Introductory Note from Sasank Vemana
“We are pleased to welcome the one and only Graham Smith, Head of PeopleSoft Technology at Version 1, as a very special guest (blogger)! Graham is one of the most prolific bloggers in PeopleSoft, serving the community with tips, tricks, and best practices for over 15 years. He is also a regular speaker at Oracle events and has earned the prestigious Oracle ACE Director award for his numerous contributions to our community.
It is no surprise that Graham is usually the first to jump on new PeopleSoft Technology. Before the holidays in December last year, Graham used Cloud Manager to patch one of his environments on OCI to the latest PeopleTools release using Cloud Manager. He shares his experience in his own words below…”
The annual UK Oracle User Group (UKOUG) conference took place in the UK’s second city, Birmingham, a few weeks before the Christmas break. Breakthrough 2022 was a 2-day event, packed with Oracle database, cloud, JDE, EBS and PeopleSoft content, and was attended, in-person, by over 400 enthusiastic Oracle technologists, hungry for knowledge and the chance to network.
The PeopleSoft content was on day 1 and a small but enthusiastic contingent from the UK customer and partner community gathered to discuss a wide range of topics including PeopleTools Test Framework, development techniques, lifecycle management, Oracle Cloud Infrastructure, Elasticsearch and Real Time Indexing.
The PeopleTools roadmap session was led by Oracle’s Sasank Vemana (Director, PeopleTools Product Management). Just before this session started it was mentioned that patch 02 for PeopleTools 8.60 had just been posted on MOS. This was the first patch release available for on-premises download.
My technology team at Version 1 have already been working on PeopleTools 8.60 from the day it was released on Cloud Manager and not wanting to miss an opportunity, I decided to open up my laptop and from the back of the meeting room kicked off the upgrade of one of our PeopleTools 8.60 environments from patch 01 to patch 02. It was applying patch 02 to the environment I had used earlier at the conference when presenting on Real Time Indexing (RTI) – another innovation in PeopleTools. I screen recorded the steps in Cloud Manager to apply the update and you can watch this here.
Normally the application of a PeopleTools patch in Cloud Manager is pretty straightforward and completes in around an hour. However, after only 5 minutes processing the update ended with an error!
“Failed to establish a new connection: [Errno 110] Connection timed out”
“Errno 110” is an error coming from Python and could mean anything from DNS name not resolving to a network routing issue.

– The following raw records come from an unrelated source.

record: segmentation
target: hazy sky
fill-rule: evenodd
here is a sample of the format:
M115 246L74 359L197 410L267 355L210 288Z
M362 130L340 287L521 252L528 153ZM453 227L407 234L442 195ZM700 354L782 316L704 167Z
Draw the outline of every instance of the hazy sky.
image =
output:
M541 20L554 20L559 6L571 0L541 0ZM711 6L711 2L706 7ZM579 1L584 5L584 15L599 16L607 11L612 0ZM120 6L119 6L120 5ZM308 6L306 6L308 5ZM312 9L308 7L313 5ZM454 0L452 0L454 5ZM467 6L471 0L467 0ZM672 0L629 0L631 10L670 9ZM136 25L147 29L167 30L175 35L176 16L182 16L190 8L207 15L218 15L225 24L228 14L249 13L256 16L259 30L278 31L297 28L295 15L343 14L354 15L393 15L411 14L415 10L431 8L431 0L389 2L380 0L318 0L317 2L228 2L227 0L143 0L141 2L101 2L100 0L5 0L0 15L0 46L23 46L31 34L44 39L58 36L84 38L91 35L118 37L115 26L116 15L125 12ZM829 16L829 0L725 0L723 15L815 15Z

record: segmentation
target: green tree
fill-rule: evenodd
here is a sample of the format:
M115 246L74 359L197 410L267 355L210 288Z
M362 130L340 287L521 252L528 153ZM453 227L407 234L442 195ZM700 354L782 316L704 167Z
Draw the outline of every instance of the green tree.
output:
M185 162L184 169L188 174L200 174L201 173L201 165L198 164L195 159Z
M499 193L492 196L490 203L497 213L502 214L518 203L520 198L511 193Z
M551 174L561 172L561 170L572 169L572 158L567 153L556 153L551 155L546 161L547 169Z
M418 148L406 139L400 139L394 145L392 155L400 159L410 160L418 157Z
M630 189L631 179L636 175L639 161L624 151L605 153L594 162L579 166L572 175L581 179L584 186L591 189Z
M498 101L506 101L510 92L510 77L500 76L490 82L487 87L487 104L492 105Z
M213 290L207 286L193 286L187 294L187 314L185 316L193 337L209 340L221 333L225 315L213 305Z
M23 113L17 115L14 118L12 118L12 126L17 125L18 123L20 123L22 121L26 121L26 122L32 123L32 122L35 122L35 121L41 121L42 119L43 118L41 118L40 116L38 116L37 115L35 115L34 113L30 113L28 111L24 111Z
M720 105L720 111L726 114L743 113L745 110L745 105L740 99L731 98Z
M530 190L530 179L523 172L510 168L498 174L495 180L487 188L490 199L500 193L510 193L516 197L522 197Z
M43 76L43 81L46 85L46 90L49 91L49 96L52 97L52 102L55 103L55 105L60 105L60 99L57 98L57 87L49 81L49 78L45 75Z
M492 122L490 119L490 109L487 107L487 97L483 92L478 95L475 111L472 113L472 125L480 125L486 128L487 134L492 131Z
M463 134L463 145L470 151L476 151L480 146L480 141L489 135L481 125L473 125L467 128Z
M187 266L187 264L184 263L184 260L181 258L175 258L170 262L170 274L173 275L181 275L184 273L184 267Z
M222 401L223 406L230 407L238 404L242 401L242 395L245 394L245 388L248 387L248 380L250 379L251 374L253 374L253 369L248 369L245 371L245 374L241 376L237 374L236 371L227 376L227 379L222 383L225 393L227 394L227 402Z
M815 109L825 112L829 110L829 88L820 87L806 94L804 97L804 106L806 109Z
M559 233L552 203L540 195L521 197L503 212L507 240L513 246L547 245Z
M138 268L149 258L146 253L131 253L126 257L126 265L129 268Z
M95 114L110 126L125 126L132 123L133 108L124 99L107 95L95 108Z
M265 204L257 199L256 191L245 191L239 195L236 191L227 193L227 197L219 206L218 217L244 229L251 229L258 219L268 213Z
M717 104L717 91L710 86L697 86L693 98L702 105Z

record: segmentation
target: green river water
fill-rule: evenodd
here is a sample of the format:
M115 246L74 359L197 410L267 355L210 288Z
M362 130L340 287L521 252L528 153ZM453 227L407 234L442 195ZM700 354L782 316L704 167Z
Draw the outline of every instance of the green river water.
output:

By this time Sasank was 15 minutes into his presentation on PeopleTools 8.60 and, not wanting to get distracted by Cloud Manager errors and miss a fabulous rundown of some great new features, I decided to take the highly technical path of “just try it again”. This, of course, is a logically flawed approach and one that a 16-year-old me working with analogue computers back in the day might have been justified in doing. But computers are pretty logical, and if it errors once, then under the same unchanged conditions it will error again.
Anyway, there’s a retry-failed-step option in Cloud Manager and so I kicked it off again. Surprise, surprise after 5 mins it failed again. Oh well…. It was worth, I try.
It’s important to note that PeopleSoft Cloud Manager environments can only be upgraded to PeopleTools or patched if they are created using a Full Tier topology containing a Windows Node.

The Windows node is required to run Change Assistant. So, I thought I’d login to my environments Windows server to see if I could find out why this was failing, and it was only then that I realised what was going on…. I hadn’t started the Windows server node! The Windows Node in a Full Tier environment is not required for the PeopleSoft environment to operate so we normally have these powered off. This is OCI so if it’s OFF then it’s not costing us anything. But, of course, it’s required to be ON in order to perform updates like applying PeopleTools patches.
I started the compute instance from the OCI console, restarted the failed update job in Cloud Manager and it ran to success. You can see the job status below. It’s recorded the time I started the update job and the time it completed. This time includes around 35 mins of time wasted trying to apply the update when the Windows node was powered off!
Pretty much a hands-free upgrade from 8.60.01 to 02 in under 1 hr.


There are some very exciting features in PeopleTools 8.60 and our team at Version 1 have had access to this latest release from the day it was released all thanks to PeopleSoft Cloud Manager. And now we have access patch 02 with only a momentary disruption to our research and learning of this innovative release.
You don’t have to be running your PeopleSoft system on OCI to use PeopleSoft Cloud Manager. There’s still significant value to be gained even if you only use Cloud Manager for provisioning your PeopleSoft PUM Images.
I’m on a never-ending journey of learning about technology and I guess the lesson to be learned here is even a fully automated process like Cloud Manager PeopleTools patching is not immune to human error. In this case, my error in not starting the Windows server. Despite this, our team at Version 1 now has immediate access to the latest PeopleTools version, all thanks to the power of PeopleSoft Cloud Manager.